Elsewhere in the city the mood was mixed, defiant exuberance and unconcealed pessimism.  "There is much jollity and some drunkenness in the streets, notwithstanding the enemy's pickets are within an hour's march of the city.  A large number of the croaking inhabitants censure the President for our many misfortunes, and openly declare in favor of Lee as Dictator. ... it is still said they invested the President with extraordinary powers, in secret session.  I am not quite sure this is so."

Even if President Jefferson Davis had been granted extraordinary powers, there was little more he could have been doing.  His country was under assault on every front, and each passing day its prospects for survival became more doubtful.  On Christmas morning Davis walked with his family to St. Paul's Church for services, then distributed toys and apples to the children at the Episcopalian Orphanage.  It was a pleasant day, free from politics, free from war, free from the fears of the inevitable. 

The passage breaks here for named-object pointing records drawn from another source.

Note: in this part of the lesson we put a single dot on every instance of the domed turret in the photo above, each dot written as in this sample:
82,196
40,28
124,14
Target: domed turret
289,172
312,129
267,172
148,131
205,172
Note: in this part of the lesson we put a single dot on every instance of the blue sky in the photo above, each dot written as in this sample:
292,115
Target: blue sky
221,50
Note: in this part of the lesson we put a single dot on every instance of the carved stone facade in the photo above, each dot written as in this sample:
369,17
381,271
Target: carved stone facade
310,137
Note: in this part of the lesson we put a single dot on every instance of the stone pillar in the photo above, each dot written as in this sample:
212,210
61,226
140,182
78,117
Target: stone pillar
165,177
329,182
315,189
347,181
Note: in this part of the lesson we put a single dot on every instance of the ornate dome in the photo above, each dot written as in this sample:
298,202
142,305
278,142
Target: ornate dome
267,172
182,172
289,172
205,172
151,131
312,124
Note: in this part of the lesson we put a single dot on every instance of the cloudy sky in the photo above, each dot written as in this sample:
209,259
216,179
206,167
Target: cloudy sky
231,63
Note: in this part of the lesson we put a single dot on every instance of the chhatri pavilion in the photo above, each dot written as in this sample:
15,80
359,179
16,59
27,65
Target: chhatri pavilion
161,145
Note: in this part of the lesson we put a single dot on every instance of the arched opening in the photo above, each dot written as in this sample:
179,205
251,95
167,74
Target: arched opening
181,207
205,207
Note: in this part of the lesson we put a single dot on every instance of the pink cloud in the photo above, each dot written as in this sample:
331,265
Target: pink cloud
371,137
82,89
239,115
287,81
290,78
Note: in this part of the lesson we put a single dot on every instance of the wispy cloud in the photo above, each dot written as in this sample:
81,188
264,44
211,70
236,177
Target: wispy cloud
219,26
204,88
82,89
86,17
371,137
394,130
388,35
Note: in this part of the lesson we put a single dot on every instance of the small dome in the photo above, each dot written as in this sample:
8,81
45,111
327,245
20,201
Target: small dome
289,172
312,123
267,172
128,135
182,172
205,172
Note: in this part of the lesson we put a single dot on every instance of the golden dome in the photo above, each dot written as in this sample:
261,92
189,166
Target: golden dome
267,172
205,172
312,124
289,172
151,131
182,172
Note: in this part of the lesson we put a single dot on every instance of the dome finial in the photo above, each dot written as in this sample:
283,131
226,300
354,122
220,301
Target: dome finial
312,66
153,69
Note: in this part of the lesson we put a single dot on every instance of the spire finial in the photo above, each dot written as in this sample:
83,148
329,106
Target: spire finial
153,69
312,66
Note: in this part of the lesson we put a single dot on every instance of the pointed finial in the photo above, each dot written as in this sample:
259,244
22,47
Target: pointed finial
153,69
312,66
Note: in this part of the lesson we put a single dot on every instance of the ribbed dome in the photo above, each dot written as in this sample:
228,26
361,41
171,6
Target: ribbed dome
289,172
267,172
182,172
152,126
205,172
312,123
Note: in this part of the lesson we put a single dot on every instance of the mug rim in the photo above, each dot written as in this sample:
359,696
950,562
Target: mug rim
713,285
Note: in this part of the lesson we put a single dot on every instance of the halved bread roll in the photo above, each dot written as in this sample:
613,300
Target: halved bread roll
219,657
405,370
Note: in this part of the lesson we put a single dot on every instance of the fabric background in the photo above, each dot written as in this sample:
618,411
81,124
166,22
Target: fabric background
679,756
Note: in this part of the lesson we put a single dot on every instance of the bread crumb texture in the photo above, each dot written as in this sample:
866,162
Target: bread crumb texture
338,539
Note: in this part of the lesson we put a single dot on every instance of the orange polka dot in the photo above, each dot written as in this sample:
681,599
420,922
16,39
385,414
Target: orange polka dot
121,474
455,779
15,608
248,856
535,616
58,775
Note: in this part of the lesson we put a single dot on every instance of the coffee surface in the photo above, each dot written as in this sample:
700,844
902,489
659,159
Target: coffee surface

That evening the Davis' hosted a "starvation party" at a friend's house, with music and dancing but no food or drink.  Young people crowded the rooms, and officers rode in from the siege lines to partake in the festivities.  They "rode into town with their long cavalry boots pulled well up over their knees, but splashed up their waists, put up their horses and rushed to the places where their dress uniform suits had been left for safekeeping," Mrs. Davis wrote.  "They very soon emerged, however, in full toggery and entered into the pleasures of their dance with the bright-eyed girls, who many of them were fragile as fairies, but worked like peasants for their home and country. ... So, in the interchange of the courtesies and charities of life, to which we could not add its comforts and pleasures, passed the last Christmas in the Confederate mansion."

Far to the north in Cambridge, Massachusetts, Henry Wadsworth Longfellow reflected on the day, and Christmas days past.  The season had held no joy for him for the past three years — not because of the war, but the tragic death of his wife Fanny in the summer of 1861.  She was the love of his life, and they were splendidly happy, but on July 9, 1861, while sealing a letter with paraffin, Fanny dropped the match on her summer dress, which burst into flames.  Henry heard her screams and ran to her, trying to help smother the fire and burning himself severely in the process.  Fanny died the next day. 

In December 1862, Henry noted in his journal, "A Merry Christmas' say the children, but that is no more from me."  He spent December 1863 helping nurse his son's wounds; Lt. Charles Appleton Longfellow, who had run away to fight for the Union, was severely wounded at the battle of New Hope Church, Virginia, and Henry had rushed south to bring him home.  The following spring, Longfellow's lifelong friend Nathaniel Hawthorne passed away unexpectedly n his sleep.  These had been difficult times for the poet; but sometimes it is only through great adversity that the promise of hope makes itself felt most strongly.  Longfellow began to write:

I heard the bells on Christmas Day, Their old familiar carols play.  And wild and sweet the words repeat Of 'peace on earth, good will to men.'  

I thought how as that day had come The belfries of all Christendom Had rolled along th' unbroken song Of 'peace on earth, good will to men.'

And in despair I bowed my head: "There is no peace on earth," I said, "For hate is strong and mocks the song Of 'peace on earth, good will to men.' "

Then pealed the bells more loud and deep: God is not dead, nor doth He sleep; The wrong shall fail, the right prevail, With peace on earth, good will to men.

Till, ringing, singing on its way, The world revolved from night to day, A voice, a chime, a chant sublime, Of peace on earth, good will to men.

The poem was put to music by Jean Baptiste Calkin in 1872, and became the familiar carol "I Heard the Bells on Christmas Day."

It was in 1864 as it is now, service members abroad long to join their families and those on the home front look forward to the safe and swift return of their loved ones.  The Civil War ended, as all wars must.  Could this be the last holiday season of this war?  It is too much to believe, though maybe not too much to hope.